Il Partito Democratico e le tante anime dem devono trovare una soluzione ai mali che, da sempre, attanagliano il centro sinistra: evitare spaccature sulla questione delle alleanze e salvaguardare sia lo statuto che lo strumento delle primarie.
Roma – Il confronto nel PD è già partito, in attesa della sfida finale al congresso nazionale del 2023. Le diverse anime dem sono di fronte a un trivio, a una vera crisi d’identità: da un lato rappresentare la sinistra, dall’altro i riformisti per poi, magari, rappresentare entrambi, usando il termine un po’ abusato di “progressisti riformisti”. Tanto per unire formalmente un apparato le cui correnti sparano spifferi non indifferenti.
Evitare spaccature sulla questione delle alleanze e salvaguardare sia lo statuto sia lo strumento delle primarie sembra il primo passo. L’obiettivo è quello di chiudere a febbraio-marzo del prossimo anno. Ma sono in molti a pensare che stavolta il redde rationem tra sinistra e riformisti sarà definitivo, ovvero chi perderà il confronto congressuale farà probabilmente le valigie. Per unirsi a Conte o per raggiungere Calenda e Renzi nella nuova tendopoli dei riformisti.
Chissà se il sogno veltroniano si andrà ad infrangere sugli scogli dell’opportunismo. Vedremo, in ogni caso il PD a 15 anni dalla sua nascita si avvia all’ennesimo congresso per scegliere il decimo segretario, senza però ancora avere sciolto i nodi originari. Il confronto è tra la sinistra che strizza l’occhio al M5S di Giuseppe Conte e i dem che guardano con interesse al terzo polo di Carlo Calenda e Matteo Renzi.
Sino a oggi si è puntato tutto sulla costruzione di una casa dei riformisti che vedeva la convivenza tra diverse culture ed esperienze (quella socialista, quella cattolica e quella liberaldemocratica). Una casa che ha mostrato tanti limiti ma che ha cercato di unire e contaminare radici, che ancora oggi hanno difficoltà a integrarsi. Questo il vero problema e il motivo delle diverse correnti.
Comunque una parte dei riformisti è da tempo uscita dal partito. A cominciare dall’ex premier e segretario del PD Matteo Renzi e dal suo ex ministro Carlo Calenda. Dall’altra parte c’è chi non si rassegna a consegnare i libri contabili al tribunale fallimentare, per andare a fare i gregari di Conte.
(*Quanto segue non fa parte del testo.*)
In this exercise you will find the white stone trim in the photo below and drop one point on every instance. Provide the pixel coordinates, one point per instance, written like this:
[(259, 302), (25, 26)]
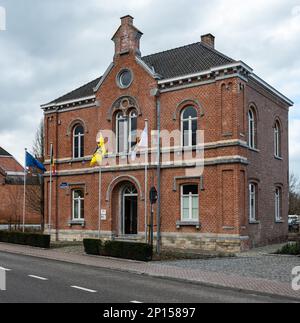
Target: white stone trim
[(211, 70), (271, 89), (86, 98), (103, 78), (147, 68)]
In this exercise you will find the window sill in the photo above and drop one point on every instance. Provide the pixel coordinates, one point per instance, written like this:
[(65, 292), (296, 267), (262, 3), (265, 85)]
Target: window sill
[(195, 224), (77, 222), (254, 149), (254, 222)]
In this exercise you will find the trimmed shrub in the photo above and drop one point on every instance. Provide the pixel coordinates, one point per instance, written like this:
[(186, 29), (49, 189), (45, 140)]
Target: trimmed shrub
[(29, 239), (128, 250), (118, 249), (290, 249), (92, 246)]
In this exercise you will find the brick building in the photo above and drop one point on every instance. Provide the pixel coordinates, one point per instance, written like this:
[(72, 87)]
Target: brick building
[(238, 200), (12, 193)]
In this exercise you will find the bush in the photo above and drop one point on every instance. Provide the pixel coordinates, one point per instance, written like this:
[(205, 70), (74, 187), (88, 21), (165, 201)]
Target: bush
[(92, 246), (29, 239), (118, 249), (290, 249)]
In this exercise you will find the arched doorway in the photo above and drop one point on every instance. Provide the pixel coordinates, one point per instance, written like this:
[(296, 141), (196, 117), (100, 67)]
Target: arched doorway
[(129, 210)]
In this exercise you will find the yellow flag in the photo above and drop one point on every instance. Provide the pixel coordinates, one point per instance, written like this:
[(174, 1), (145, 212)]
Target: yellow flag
[(100, 153)]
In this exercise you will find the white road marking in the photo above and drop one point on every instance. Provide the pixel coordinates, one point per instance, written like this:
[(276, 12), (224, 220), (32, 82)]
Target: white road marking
[(84, 289), (37, 277)]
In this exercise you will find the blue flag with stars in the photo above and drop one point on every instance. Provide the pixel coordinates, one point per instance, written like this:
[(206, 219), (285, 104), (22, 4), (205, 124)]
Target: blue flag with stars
[(32, 162)]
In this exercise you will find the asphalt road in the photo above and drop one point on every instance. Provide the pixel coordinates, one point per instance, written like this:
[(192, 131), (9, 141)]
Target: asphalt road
[(34, 280)]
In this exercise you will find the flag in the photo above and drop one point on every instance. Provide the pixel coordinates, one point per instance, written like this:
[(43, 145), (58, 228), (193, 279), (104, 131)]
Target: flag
[(52, 161), (99, 153), (143, 143), (32, 162)]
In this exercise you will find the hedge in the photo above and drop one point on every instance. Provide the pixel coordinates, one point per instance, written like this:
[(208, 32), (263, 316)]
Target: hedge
[(290, 249), (118, 249), (29, 239)]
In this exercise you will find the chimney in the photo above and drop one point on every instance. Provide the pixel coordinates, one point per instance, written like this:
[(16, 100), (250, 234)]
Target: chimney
[(127, 38), (208, 40)]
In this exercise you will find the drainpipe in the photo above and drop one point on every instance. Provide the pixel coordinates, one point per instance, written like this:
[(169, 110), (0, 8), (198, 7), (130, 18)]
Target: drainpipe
[(156, 93)]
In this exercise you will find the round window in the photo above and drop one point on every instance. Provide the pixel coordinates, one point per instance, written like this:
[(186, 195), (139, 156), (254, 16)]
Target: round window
[(125, 78)]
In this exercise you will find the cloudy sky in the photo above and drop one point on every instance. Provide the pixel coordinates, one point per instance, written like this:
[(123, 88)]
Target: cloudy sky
[(52, 46)]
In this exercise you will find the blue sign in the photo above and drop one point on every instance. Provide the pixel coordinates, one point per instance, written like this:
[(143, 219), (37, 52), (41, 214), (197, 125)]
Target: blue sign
[(64, 186)]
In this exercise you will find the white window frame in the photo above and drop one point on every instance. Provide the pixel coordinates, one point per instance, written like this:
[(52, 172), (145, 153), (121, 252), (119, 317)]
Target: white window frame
[(251, 129), (79, 137), (190, 128), (120, 117), (278, 203), (78, 200), (132, 115), (190, 196), (252, 197), (277, 140)]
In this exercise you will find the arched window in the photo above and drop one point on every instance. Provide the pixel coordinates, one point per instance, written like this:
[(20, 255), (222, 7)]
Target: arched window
[(277, 140), (78, 204), (132, 129), (252, 202), (189, 126), (126, 131), (189, 203), (78, 141), (252, 129), (121, 133), (278, 203)]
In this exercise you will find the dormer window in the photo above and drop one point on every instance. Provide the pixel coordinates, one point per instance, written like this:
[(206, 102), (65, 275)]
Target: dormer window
[(78, 141), (125, 79), (126, 131)]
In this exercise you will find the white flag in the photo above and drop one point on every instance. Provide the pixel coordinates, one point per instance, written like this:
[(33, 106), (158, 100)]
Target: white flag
[(143, 143), (144, 139)]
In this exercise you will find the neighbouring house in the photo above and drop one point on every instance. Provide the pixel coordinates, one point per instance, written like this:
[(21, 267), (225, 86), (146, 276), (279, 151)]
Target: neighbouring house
[(238, 201), (12, 194)]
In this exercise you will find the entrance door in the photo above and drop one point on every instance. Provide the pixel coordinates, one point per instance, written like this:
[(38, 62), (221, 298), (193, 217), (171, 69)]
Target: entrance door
[(129, 210)]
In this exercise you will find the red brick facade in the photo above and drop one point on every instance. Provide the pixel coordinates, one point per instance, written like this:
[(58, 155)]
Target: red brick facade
[(222, 100)]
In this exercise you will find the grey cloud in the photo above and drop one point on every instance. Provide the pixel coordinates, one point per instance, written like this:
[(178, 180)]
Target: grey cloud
[(53, 46)]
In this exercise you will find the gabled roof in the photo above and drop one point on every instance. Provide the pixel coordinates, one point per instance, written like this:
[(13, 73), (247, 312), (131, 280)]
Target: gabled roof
[(180, 61), (4, 153), (8, 163), (81, 92), (186, 60)]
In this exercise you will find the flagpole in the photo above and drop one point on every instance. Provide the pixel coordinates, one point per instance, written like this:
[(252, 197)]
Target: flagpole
[(146, 184), (24, 198), (100, 197), (50, 190)]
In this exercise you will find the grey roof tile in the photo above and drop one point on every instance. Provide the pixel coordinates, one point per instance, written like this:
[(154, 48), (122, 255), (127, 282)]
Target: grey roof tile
[(180, 61), (4, 153)]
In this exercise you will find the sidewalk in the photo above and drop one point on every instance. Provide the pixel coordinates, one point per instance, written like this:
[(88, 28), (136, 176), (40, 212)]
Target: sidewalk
[(231, 281)]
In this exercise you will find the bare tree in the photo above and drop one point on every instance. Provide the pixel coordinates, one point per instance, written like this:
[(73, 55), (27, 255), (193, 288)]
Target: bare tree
[(38, 144), (294, 192), (15, 211)]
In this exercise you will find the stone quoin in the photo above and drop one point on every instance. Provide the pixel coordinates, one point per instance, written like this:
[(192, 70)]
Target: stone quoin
[(240, 198)]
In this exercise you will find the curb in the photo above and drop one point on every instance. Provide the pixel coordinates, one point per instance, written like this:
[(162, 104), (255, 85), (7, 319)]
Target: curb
[(170, 278)]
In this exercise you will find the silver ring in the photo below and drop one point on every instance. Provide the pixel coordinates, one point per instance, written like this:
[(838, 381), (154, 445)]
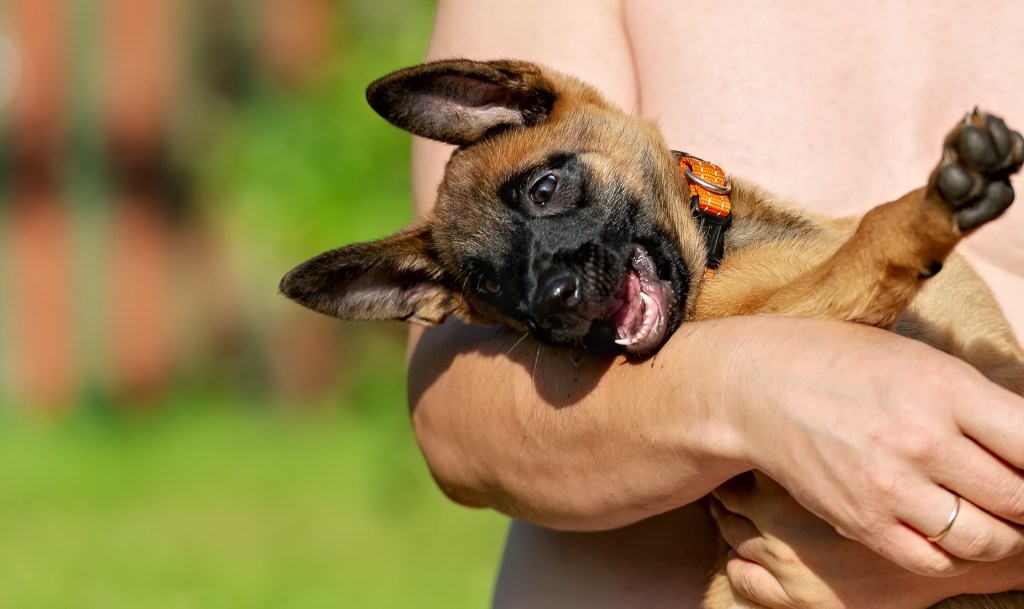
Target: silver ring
[(949, 523), (725, 189)]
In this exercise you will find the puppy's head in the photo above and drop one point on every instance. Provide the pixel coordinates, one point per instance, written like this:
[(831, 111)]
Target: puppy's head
[(557, 214)]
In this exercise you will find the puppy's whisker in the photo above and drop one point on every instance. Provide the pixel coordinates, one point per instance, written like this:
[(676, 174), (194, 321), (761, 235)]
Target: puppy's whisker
[(521, 339), (629, 118)]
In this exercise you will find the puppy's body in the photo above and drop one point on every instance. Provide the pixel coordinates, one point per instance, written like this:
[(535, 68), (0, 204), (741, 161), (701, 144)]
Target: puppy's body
[(561, 216)]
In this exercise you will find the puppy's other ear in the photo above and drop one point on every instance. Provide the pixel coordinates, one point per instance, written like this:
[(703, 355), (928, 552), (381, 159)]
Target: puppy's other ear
[(395, 278), (460, 101)]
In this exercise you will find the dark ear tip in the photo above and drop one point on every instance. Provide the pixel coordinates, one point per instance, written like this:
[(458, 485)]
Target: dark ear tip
[(289, 286)]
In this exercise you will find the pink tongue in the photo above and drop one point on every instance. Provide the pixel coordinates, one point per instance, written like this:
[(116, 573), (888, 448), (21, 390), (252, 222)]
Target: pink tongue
[(627, 302)]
La partita, dunque, è quella di immaginare un partito di sinistra alleato con Conte, per un polo alla Mèlenchon, che ritenga prioritaria la rappresentanza dei ceti più deboli ed emarginati, oppure un partito riformista con vista centro. È chiaro che è una questione di prospettiva, che comunque circa 15 anni addietro è stata la scommessa di Veltroni, cioè creare un partito che fosse entrambe le cose.
Appare anche evidente che forse l’amalgama tra le due anime piddine non è molto riuscita: la battaglia partirà dai congressi provinciali e regionali, ma se non si discuterà della visione e prospettiva che dovrà avere il Partito Democratico a nulla serviranno questi mesi di attesa verso l’assise nazionale. Sarebbe solo prolungare una lenta agonia. Certamente vi saranno più mozioni che permetteranno di ragionare sulla via da intraprendere, però il pericolo incombente che aleggia riguarda il dibattito che potrebbe essere relegato solo sul nominativo da sostenere per la scalata ai vertici. Nulla di più sbagliato, visto l’avvicendarsi dei segretari nazionali sempre immolati sull’altare sacrificale.
Allargare la piattaforma dem, oppure restringerla verso alcuni punti di riferimento tipici della sinistra, è il primo problema da affrontare. In ogni caso non sembra più all’ordine del giorno il “campo largo”, ma solo come affrontare l’opposizione al governo eletto. Si presume, comunque, che si navigherà a vista, con delle occasionali convergenze con Conte e Calenda. Il percorso congressuale aprirà tante porticine sino ad ora rimaste socchiuse. E che si spera possano determinare un confronto che faccia uscire dal proprio orticello spingendo il partito verso un orizzonte più chiaro che incarni la vera trasformazione sociale in corso.